The album’s regrettably short closer “In Love with the Glove” layers micro beats underneath the soulful croon of singer Daniel Davis’s lyrics. One almost feels an emotional connection to the song’s hook, an odd concept given the fact that the track is about cheap food. The idea highlights another aspect of the album’s creation: a need to simply produce good content.

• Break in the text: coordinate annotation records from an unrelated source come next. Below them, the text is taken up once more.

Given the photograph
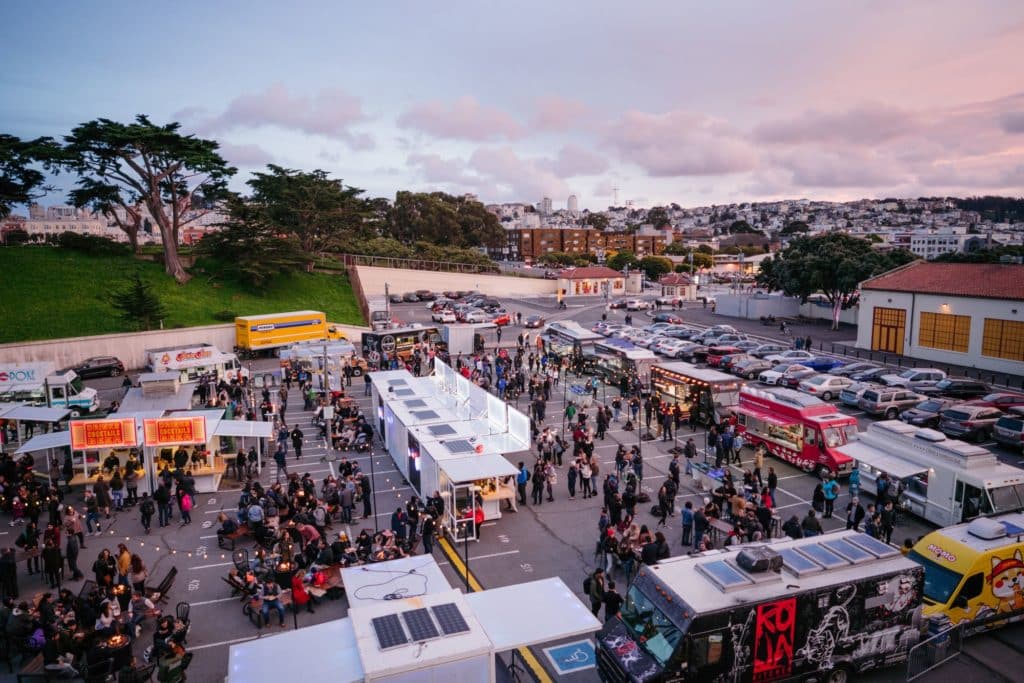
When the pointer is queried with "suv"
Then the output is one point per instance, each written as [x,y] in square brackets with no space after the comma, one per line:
[975,422]
[915,378]
[1009,430]
[889,401]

Liana Miller, the creative voice for Hamburger Helper, emphasized during a recent interview with Adweek that the team wanted to make an album that they “would listen to, not some marketing ploy.”
Although not the world’s most revolutionary record, Watch the Stove is a fresh bite amid the over seasoned hip-hop, electronic and rap productions that have become prevalent on college campuses and across FM radio in 2016. These made-for-quick-consumption tracks are cooked ready-to-serve directly into the ears of the general public.
Perhaps that’s why “Watch the Stove” seems so genuine, and why it shows. The album separates itself from the mainstream styling of G-Eazy, O.T. Genasis, Rihanna and Justin Bieber. It lacks expectations. No one associates a Hamburger Helper release with the type of hype that surrounds new Kanye West, Kendrick Lamar or Aesop Rock albums.
In a decade where music has become cookie-cutter manufactured, this is something of a treasure. That isn’t to say that fresh hip-hop and rap don’t exist today. Artists like Miles Bonney, DJ Premier, Afu-Ra, Action Bronson, Beat Junkies, Freddie Gibbs and Kev Brown continue to spice up the scene with underground zest. You might just have to stir a little more to find it.